Enfin, le nouveau traité devrait faciliter l’assistance russe aux programmes nucléaires et spatiaux de la Corée du Nord (en dépit de l’interdiction faite à tout pays d’assister les programmes balistique et spatial de la RPDC en vertu des résolutions de sanction du Conseil de sécurité). L'article 10 dispose en effet que les deux pays « développeront les échanges et la coopération » en matière scientifique, les domaines spatial et de l'énergie nucléaire pacifique étant désignés. C’est la perspective d’une coopération spatiale avancée qui a essentiellement mis en alerte les États-Unis, la Corée du Sud et le Japon cet été, ainsi que l’expertise dans son ensemble au regard de l’ambition spatiale et balistique nord-coréenne et des échecs de plusieurs tirs d’essais ces derniers mois : pour mémoire, la tentative du 27 mai dernier de mettre un satellite en orbite à l'aide d'un nouveau lanceur spatial se solda par l’explosion du lanceur en vol ; l’essai d’un missile armé de plusieurs ogives le 26 juin dernier se serait également soldé par un échec, selon le Japon et la Corée du Sud.
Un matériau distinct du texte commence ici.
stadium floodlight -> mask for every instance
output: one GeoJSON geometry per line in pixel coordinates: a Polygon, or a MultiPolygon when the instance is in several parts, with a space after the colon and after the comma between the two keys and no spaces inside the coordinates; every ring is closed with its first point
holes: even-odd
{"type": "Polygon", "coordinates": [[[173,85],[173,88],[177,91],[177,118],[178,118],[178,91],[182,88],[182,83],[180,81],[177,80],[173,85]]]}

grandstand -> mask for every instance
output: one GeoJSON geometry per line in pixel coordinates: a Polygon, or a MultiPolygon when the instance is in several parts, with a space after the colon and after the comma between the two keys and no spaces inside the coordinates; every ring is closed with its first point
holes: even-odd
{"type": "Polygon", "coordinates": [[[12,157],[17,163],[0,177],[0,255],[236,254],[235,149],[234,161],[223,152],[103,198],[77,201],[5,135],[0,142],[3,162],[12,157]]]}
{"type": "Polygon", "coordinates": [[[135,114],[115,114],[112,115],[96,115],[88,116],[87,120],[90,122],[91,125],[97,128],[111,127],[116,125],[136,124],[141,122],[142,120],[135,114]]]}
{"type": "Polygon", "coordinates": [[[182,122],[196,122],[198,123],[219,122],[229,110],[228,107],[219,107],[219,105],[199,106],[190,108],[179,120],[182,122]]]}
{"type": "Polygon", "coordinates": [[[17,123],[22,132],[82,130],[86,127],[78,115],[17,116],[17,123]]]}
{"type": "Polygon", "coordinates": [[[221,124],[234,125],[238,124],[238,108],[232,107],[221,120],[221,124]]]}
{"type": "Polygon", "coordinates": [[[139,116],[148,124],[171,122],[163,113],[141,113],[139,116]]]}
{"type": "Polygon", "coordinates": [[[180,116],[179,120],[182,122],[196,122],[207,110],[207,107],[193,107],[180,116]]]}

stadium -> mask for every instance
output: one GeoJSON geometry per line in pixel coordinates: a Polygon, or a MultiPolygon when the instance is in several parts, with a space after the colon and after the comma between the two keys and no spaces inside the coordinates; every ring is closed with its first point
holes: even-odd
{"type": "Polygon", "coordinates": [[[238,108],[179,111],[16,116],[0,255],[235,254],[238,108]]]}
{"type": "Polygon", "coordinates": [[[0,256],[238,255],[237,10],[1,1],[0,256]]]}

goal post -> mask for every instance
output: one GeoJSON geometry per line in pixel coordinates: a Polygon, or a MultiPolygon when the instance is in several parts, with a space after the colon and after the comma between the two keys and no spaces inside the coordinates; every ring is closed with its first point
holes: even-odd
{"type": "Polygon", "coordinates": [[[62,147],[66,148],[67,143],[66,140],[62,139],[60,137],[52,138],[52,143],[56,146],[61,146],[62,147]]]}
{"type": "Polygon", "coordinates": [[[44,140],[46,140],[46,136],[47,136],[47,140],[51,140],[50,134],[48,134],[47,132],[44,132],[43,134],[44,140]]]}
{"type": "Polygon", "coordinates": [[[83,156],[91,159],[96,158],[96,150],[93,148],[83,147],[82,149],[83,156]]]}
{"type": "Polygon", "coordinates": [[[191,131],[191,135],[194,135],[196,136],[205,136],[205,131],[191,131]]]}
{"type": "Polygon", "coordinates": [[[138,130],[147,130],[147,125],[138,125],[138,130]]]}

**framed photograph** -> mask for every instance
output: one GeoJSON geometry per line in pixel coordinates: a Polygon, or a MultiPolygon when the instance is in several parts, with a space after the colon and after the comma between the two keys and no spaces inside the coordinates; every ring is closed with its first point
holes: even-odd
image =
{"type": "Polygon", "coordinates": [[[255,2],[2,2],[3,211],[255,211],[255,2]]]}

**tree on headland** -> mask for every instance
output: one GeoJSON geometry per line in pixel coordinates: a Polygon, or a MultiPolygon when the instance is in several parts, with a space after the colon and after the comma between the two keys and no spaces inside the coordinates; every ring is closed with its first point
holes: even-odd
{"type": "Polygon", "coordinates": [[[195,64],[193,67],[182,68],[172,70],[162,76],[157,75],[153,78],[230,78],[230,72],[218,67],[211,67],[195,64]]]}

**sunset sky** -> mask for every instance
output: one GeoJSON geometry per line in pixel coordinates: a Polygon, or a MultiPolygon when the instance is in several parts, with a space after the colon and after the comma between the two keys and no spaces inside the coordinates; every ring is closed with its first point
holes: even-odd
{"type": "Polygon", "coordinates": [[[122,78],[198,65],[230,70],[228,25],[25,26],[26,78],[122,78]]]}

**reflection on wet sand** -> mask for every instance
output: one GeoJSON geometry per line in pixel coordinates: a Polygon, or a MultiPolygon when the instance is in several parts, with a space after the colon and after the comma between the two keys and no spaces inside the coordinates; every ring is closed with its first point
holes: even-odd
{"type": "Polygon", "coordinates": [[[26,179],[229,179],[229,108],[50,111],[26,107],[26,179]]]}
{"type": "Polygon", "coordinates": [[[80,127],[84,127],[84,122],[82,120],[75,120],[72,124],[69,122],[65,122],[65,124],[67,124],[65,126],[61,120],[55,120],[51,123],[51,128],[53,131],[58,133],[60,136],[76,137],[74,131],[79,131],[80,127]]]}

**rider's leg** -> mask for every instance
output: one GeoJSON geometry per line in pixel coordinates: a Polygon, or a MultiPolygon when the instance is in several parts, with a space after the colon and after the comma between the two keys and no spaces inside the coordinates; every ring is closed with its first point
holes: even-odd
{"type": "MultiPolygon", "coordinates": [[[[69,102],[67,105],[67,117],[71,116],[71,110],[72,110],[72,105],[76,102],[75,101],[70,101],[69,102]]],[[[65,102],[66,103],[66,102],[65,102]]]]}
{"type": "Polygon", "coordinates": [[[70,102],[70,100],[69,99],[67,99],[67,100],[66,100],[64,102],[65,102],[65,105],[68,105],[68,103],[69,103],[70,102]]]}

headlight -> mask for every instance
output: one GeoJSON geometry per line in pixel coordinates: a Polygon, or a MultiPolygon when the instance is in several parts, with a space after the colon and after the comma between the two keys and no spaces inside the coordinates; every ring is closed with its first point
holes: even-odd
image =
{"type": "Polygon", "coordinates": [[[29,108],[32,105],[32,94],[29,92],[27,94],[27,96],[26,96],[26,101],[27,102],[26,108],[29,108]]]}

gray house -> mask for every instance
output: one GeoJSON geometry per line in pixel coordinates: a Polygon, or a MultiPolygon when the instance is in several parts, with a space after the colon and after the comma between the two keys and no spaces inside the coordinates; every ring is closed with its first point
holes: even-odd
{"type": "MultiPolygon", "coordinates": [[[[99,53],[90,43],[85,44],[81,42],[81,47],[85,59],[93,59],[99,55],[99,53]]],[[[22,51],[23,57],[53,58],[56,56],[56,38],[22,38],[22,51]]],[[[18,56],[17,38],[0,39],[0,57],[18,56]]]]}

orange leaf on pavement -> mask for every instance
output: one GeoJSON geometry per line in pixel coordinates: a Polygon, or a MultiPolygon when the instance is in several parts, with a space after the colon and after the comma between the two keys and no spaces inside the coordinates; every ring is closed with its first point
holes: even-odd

Plus largement, l’événement du 19 juin 2024 marque une étape supplémentaire dans la réévaluation que la Russie fait depuis plusieurs années de sa politique de non-prolifération mondiale. À ce titre, et même si le nouveau partenariat bilatéral n’est pas une alliance nucléaire au sens propre, il peut être établi que c’est un nouveau coin enfoncé dans le front des cinq États dotés de l’arme nucléaire au sens du TNP, contre la prolifération. L’on ne manquera pas d’observer avec une certaine ironie que l’accord du 19 juin 2024 fut préparé puis scellé en pleine présidence russe du groupe P5.